Die nichtsteroidalen Antiphlogistika (NSAR) wirken analgetisch, antipyretisch und antiphlogistisch. Ihre Wirkung beruht auf der Inaktivierung des Enzyms Cyclooxygenase und der damit einhergehenden Hemmung der Prostaglandinsynthese.

Tab. 3: Prostaglandinwirkungen und Effekte der COX-Hemmung [2]

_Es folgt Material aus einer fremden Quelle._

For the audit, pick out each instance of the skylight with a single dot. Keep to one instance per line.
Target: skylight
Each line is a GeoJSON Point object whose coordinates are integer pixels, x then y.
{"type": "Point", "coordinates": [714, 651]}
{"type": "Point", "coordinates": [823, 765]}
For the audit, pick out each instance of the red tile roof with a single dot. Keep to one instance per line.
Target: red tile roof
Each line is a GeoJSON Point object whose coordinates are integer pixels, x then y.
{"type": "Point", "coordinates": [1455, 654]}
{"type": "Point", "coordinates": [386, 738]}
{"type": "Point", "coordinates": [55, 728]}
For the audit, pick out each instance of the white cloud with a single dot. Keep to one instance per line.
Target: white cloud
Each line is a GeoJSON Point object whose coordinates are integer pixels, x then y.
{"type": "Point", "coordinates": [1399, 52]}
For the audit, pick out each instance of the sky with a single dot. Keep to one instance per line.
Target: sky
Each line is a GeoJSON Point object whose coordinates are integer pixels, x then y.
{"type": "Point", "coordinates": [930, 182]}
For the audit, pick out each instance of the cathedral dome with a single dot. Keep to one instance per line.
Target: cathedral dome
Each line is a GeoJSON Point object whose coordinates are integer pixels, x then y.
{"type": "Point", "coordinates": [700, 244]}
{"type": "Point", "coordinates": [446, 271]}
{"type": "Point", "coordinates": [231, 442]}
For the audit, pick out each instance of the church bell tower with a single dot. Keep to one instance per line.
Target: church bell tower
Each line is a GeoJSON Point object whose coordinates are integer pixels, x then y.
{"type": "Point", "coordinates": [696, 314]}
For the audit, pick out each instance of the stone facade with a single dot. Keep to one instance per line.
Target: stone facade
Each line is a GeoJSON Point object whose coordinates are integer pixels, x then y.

NSAR hemmen in analgetischer Dosierung sowohl die COX-1 als auch die COX-2. Dadurch lassen sich ihre Wirkungen, aber auch ihre Nebenwirkungen erklären (s. Tab. 4). Die Hemmung der COX-2 führt zu Schmerzlinderung, Entzündungshemmung und Fiebersenkung. Die unerwünschten Wirkungen entstehen vorwiegend durch die Hemmung der COX-1, da diese für physiologische Schutzfunktionen, z. B. gastrointestinale Zellprotektion, verantwortlich ist. Aber nicht nur die COX- 1-Hemmung führt zu Nebenwirkungen, es werden auch physiologische Funktionen der COX-2 unterdrückt. Zudem sammelt sich die nicht mehr durch die COX verwertete Arachidonsäure an und wird vermehrt über Lipooxygenasen in Leukotriene umgewandelt. Leukotriene fungieren wie Prostaglandine als Entzündungsmediatoren und führen unter anderem zur Bronchokonstriktion. [2]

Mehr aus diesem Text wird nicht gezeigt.